The code is still slow due to the significant number of functions,
thus I performed simplification on program flow. Previously, I systematically generate
a function for each line, which Clang could not intelligently reduce.
Now, if a line can be called from other line
(via jump instruction, which can easily be pre-calculated), we make it the start
of the function, else group it with previous line(s).
Now the code size is 3,581 KB, and the output executable is 2,467 KB,
with optimization enabled (-O2
) is 828 KB. This is a great reduction on overhead.
When comparing the size to the original bytecode, it is still bigger, which means there can be better translations. However, we are more than ready to reverse the bytecode.
Exploring and actually reading new bytecode
Here we use our C++ compiled version to explore the bytecode.
Compared to the previous version, the difficulty of this one is increased.
When we execute the program, it asks a lot of input, which we know through
debugging code to be due to getch
instruction that takes a character one by one.
Using binary search and Python, we find that the size of input is 840 bytes.
Quite strange to be the size of a flag. With few attempts, we realize that it
checks the last character, then the second-to-last character. Thinking that it
uses technique similar to last one, we quickly found the last character to
be A
. But that does not hold for the second case.
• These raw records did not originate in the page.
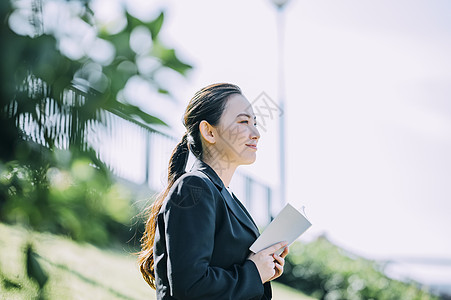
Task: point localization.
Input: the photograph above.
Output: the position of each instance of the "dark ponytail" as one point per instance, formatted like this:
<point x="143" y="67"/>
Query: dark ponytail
<point x="207" y="104"/>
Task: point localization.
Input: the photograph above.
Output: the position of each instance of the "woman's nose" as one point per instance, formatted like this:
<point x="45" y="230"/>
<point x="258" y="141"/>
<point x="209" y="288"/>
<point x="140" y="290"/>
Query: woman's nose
<point x="255" y="134"/>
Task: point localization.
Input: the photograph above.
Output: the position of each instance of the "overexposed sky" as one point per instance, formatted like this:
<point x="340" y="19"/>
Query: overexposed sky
<point x="368" y="108"/>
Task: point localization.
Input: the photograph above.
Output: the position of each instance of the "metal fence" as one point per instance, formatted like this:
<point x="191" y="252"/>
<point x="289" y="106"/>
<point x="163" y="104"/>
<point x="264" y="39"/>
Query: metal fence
<point x="133" y="151"/>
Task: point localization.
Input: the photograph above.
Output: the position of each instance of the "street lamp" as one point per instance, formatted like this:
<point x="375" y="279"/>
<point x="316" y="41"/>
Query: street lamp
<point x="280" y="5"/>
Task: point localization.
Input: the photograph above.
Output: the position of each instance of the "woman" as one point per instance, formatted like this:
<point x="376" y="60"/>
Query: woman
<point x="198" y="234"/>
Our helpful injection reports
that the second check is at line 8540, so let’s visit the code.
Cutter, sadly, wants to be explicit rather than useful.
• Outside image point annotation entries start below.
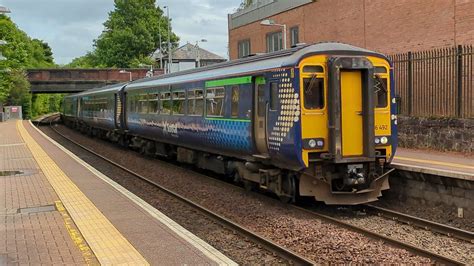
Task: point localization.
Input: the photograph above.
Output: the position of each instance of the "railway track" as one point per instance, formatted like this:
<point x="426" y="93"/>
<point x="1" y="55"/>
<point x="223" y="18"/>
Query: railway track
<point x="293" y="257"/>
<point x="271" y="246"/>
<point x="422" y="223"/>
Meanwhile, Relyze has a better insight, with a bit of help from Clang side.
Looking at line 21, which is suspected to be printf
code, we see that the second
parameter, which refers to the first parameter of the instruction, is computed
by (v1 ^ 0x41) + v3 + 1
. Comparing with the C++ source code (with bytecode comment)
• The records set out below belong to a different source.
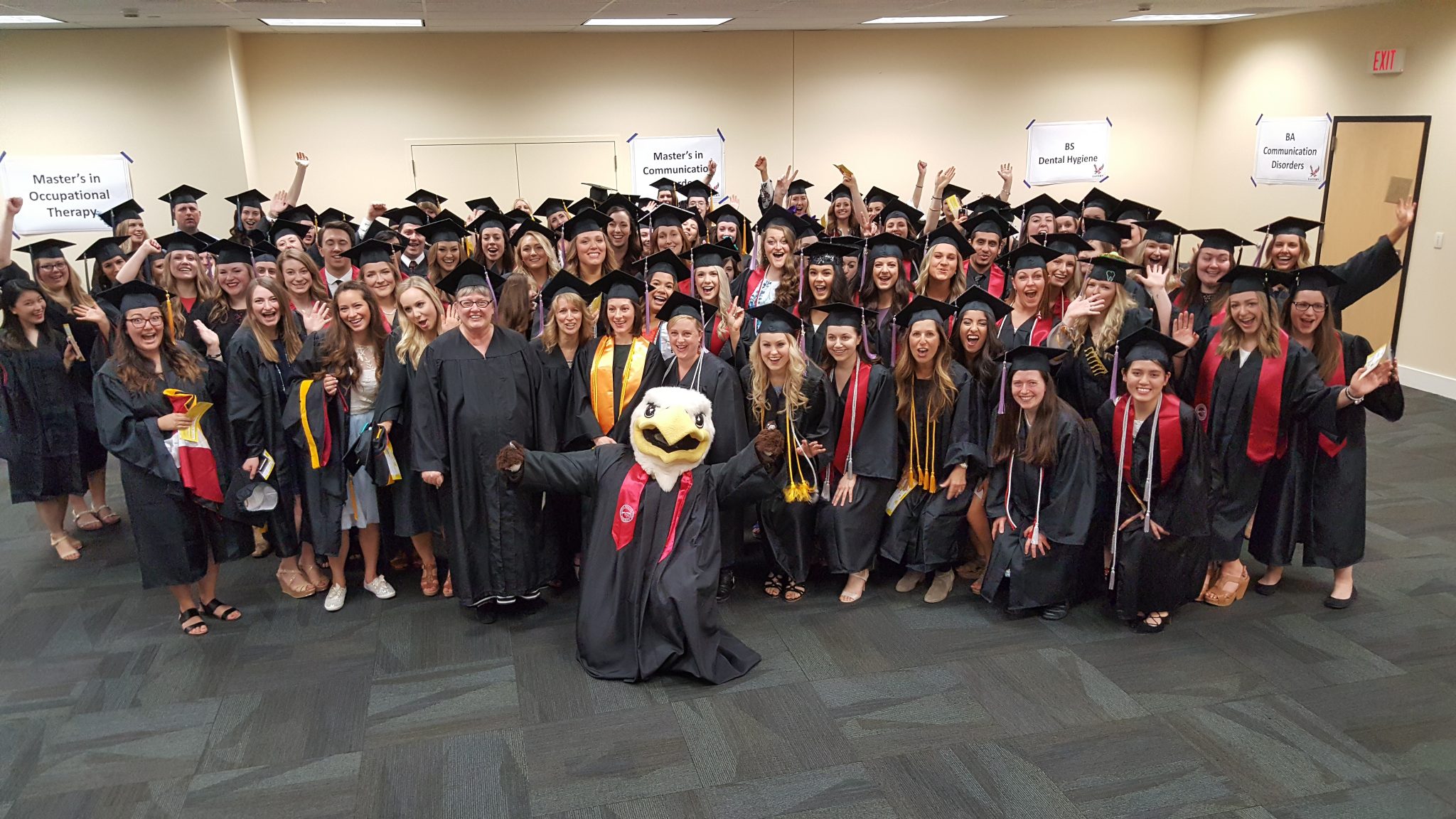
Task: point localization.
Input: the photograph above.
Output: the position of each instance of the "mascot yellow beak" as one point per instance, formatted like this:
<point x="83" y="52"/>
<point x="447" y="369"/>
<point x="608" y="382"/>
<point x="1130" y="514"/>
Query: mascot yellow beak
<point x="672" y="434"/>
side-by-side, we soon realize the actual behavior.
Line 4062-4063: Xor value with 65
Line 4064-4065: Add value with 1
Line 4066-4067: Modulus 255 of value
Line 4068-4071: Compare the value with 98
Retroactively, we know that line 18 in Relyze is actually modulo code, rewritten and optimized by compiler using reciprocal multiplication.
With the program continuing execution after few characters, we believe the analysis is correct.
Since all checkers have a similar pattern, with the exeception of the first checker, we can write a compiler pass to find and extract values from them.
Recovering the key (and reverse it), we got the flag within it.
Solve scripts are available here: dungwinux/patriotctf2023-script. Since they were written during the competition, they might contain some of my initial impression and can be misleading. Consult this writeup for my final thoughts.